An application to retrieve real-time articles from the Guardian API and Publish it to AWS Simple Queue Services (SQS) to be consumed for analysis purpose. The project is being deployed using a streaming pipeline. The infrastructure is deployed using Terraform and CI/CD pipeline is set-up for automated deployment.
- Fetch Guardian Articles from the Guardian API.
- Publish Messages to an AWS SQS Service.
- Extracting articles using AWS Lambda and send to AWS SQS.
- Infrastructure as Code (IaC) for building the project using Terraform.
- CI/CD pipeline for automated deployment.
- Store Terraform State Management to S3 bucket to update deployement.
- AWS Secrets Manager to store secrets and Github Action Environment Variabels.
Before running the project, you must ensure to have the following installed:
- Python latest
- Terraform
- AWS Cli
with all required IAM Permission
- Git init
- Guardian API Key ( Store in Github Secret )
- AWS Credentials ( Store in Github Secret )
This the local structrue before pushing onto Github:
|--- STREAM-GUARDIAN-ARTICLES
| |--- .github/workflows
| | |---build.yml
| |
| |--- .venv
| |--- packages
| |--- src
| | |--- lambda_handler.py
| | |--- requirements.txt
| |
| |--- terraform
| | |--- iam.tf
| | |--- lambda.tf
| | |--- main.tf
| | |--- outputs.tf
| | |--- variables.tf
| |
| |--- tests
| | |--- test_lambda_handler.py
| |
| |--- .gitignore
| |--- Makefile
| |--- README.md
| |--- requirements.txt
- git clone https://github.com/mohsin-sarker/stream-guardian-articles.git
- cd stream-guardian-articles
Make sure you're going to create virtual environment and activate to start working. For Mac User:
- python -m venv venv
- source venv/bin/activate
In the project directory, create a empty package folder where Lambda function will be copied and dependencies will be installed by CI/CD pipeline for automated deployment
- mkdir packages
Ensure AWS Credentials and Guardian API Key are properly configured in Github Secrets:
- GUARDIAN_API_KEY
- AWS_ACCESS_KEY_ID
- AWS_SECRET_ACCESS_KEY
- AWS_REGION
- SAFETY_API_KEY (This is new Safety requirement for Safety Run. Need to register for free to get the KEY.)
For local using, run in the terminal:
- aws configure
Before deployment, ensure you will have a AWS S3 bucket with a unique bucket name. Change Backend Bucket name ["guardian-articles-config-bucket"] in main.tf and also bucket name in lambda_handler function so terraform state management will be stored and API Request can be updated during deployment.

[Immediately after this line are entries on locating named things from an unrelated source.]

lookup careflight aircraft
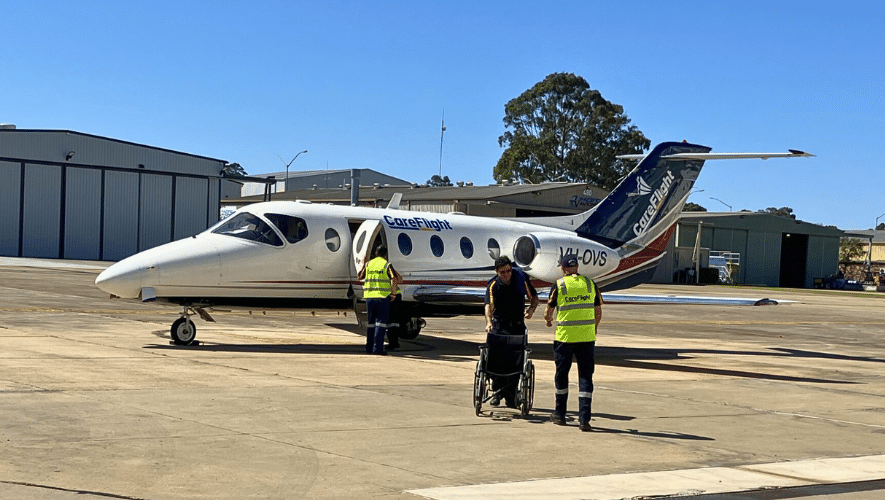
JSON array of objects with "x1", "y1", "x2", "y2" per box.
[{"x1": 95, "y1": 142, "x2": 813, "y2": 344}]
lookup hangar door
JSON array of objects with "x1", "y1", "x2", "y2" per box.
[{"x1": 780, "y1": 233, "x2": 808, "y2": 288}]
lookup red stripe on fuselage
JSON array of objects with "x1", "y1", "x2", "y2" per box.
[{"x1": 600, "y1": 223, "x2": 676, "y2": 278}]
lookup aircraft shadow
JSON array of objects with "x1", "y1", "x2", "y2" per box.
[{"x1": 145, "y1": 323, "x2": 860, "y2": 384}]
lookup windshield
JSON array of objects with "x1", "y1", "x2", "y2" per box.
[{"x1": 212, "y1": 212, "x2": 283, "y2": 247}]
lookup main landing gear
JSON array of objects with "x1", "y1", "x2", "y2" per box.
[{"x1": 169, "y1": 306, "x2": 215, "y2": 345}]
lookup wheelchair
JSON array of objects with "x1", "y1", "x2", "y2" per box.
[{"x1": 473, "y1": 332, "x2": 535, "y2": 417}]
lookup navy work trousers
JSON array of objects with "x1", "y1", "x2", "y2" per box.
[
  {"x1": 366, "y1": 297, "x2": 390, "y2": 354},
  {"x1": 553, "y1": 340, "x2": 596, "y2": 424}
]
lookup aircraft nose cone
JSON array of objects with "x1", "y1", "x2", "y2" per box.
[{"x1": 95, "y1": 257, "x2": 151, "y2": 299}]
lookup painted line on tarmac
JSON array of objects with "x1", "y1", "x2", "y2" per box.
[{"x1": 406, "y1": 455, "x2": 885, "y2": 500}]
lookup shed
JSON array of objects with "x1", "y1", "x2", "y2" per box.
[
  {"x1": 652, "y1": 212, "x2": 844, "y2": 288},
  {"x1": 0, "y1": 126, "x2": 227, "y2": 260}
]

Change Bucket name from main.tf and lambd_handler():
- Change bucket name ["guardian-articles-config-bucket"] to your bucket name
Before or After deployment, a defualt searh term as "machine learning" is created during deployment. Check terraform variables to replace ["search_term] variable. Or It can be changed after demployment from Lambda Configuration (Environment Variables).
The Github action is set-up to:
- Deploy Terraform whenever pushing to main
- Deploy updated Lambda Function when functionality changed
Push it to Github:
- git add .
- git commit -m "commit message"
- git push origin main
To trigger the Lambda Function from terminal:
- aws lambda invoke --function-name <your-lambda-function-name> response.json
- cat response.json
To cleanup AWS Resources, run:
- terraform destroy (It may ask to provide GUARDIAN_API_KEY to continue cleaning process) Or
- terraform destory -auto-approve